Warren posted July 25th, 2001 05:17 PM find more posts by Warren    edit/delete message   reply w/ quote
Senior Member
Member Since: Dec 1999
Location:

Keith Woolner looked at this a couple of years ago, if you're interested...

http://www.baseballprospectus.com/news/20000304woolner.html


CRS posted July 25th, 2001 06:09 PM find more posts by CRS    edit/delete message   reply w/ quote
Senior Member
Member Since: Feb 2000
Location:

How about something like a teams record in 1-run games given their RS/g and RA/g?

Extra credit if you can figure out the likelihood of each element of the score-matrix.

I don't know the answer, I just think that would be an interesting question and you seem good with numbers.


tangotiger posted July 26th, 2001 10:07 AM find more posts by tangotiger    edit/delete message   reply w/ quote
All Star
Member Since: May 2000
Location:

Yes, I think that was one of Keith's best work.

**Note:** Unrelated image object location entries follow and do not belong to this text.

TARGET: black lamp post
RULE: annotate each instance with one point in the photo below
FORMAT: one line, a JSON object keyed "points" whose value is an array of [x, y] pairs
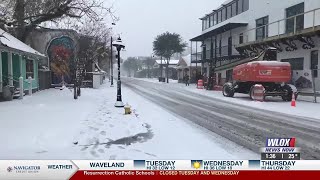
{"points": [[111, 62], [119, 45]]}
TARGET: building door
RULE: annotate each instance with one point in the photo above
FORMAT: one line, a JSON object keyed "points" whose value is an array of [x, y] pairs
{"points": [[315, 62], [296, 23], [262, 28], [230, 46]]}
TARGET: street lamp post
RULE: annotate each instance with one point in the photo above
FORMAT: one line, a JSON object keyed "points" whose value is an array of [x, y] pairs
{"points": [[111, 62], [119, 45]]}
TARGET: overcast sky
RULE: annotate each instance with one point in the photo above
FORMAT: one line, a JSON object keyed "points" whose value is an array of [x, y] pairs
{"points": [[142, 20]]}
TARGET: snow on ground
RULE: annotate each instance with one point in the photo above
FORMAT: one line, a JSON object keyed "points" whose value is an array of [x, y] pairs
{"points": [[156, 80], [305, 106], [52, 125]]}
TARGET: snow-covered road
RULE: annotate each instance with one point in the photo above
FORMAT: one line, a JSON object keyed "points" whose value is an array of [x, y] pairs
{"points": [[245, 125], [52, 125]]}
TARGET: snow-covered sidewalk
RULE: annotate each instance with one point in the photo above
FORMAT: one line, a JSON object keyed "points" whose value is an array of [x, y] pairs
{"points": [[305, 106], [52, 125]]}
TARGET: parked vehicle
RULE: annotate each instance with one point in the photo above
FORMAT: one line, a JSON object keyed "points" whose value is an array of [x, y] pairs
{"points": [[263, 70]]}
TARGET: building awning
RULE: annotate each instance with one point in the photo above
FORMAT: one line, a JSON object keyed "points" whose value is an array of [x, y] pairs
{"points": [[218, 30]]}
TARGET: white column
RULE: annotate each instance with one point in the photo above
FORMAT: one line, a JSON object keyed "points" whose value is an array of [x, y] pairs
{"points": [[10, 69], [0, 71]]}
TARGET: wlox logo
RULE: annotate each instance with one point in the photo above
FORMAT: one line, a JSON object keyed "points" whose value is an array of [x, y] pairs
{"points": [[281, 142]]}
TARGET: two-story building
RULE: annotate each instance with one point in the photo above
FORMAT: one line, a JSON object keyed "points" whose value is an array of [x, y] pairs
{"points": [[240, 29]]}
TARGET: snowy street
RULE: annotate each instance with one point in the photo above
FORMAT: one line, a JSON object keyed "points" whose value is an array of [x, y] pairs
{"points": [[52, 125], [242, 121]]}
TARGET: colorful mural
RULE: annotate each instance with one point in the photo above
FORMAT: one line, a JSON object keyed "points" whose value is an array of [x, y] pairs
{"points": [[61, 53]]}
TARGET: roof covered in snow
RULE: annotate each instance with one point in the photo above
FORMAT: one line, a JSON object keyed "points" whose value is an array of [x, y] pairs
{"points": [[8, 40]]}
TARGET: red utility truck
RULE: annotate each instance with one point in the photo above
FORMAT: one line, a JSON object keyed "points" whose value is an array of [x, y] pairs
{"points": [[263, 70]]}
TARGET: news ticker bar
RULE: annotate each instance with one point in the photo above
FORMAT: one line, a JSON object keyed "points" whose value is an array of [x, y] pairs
{"points": [[66, 169], [280, 156]]}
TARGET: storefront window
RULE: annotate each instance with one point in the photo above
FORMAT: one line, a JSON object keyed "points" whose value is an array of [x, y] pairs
{"points": [[29, 68]]}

No offense to him, but I think my formula is a little easier to remember and handle.

(I based my probability of 0 runs/inning based on my sim, and so my formula matches that. However, seeing that he has actual data, I will modify slightly my formula to match his data.)

I was hoping that the math majors out there would have saved me the trouble of turning r/inn into r/gp. Any takers?

From that point, it is a simple matter to get a win% probability matrix of rs/gp vs ra/gp.


Patriot posted July 31st, 2001 09:41 AM find more posts by Patriot    edit/delete message   reply w/ quote
All Star
Member Since: Jul 2000
Location: Ohio

Another extremely useful tool from Tango! I have fooled around with this...please tell me if I'm wrong Tango, but based on your example it seems as if:
f1 = (1-f0)*(1-Droprate)

If this is correct, than this little test I did has some basis. James printed 1982 AL and 1983 NL data for x runs in innings. I think Jarvis also has some available. Anyway, using this I checked the predicted probability of scoring v. actual, and the predicted probability of a big inning(James defined as >=3 runs). Anyway, it SEEMED as if the probability of scoring was a little low, and the probability of a big inning was a little high. Please note the word seemed as I didn't do a real careful analysis of it. Also, I didn't have acutal innings batted so I used G/9 to get RI which could hurt the accuracy.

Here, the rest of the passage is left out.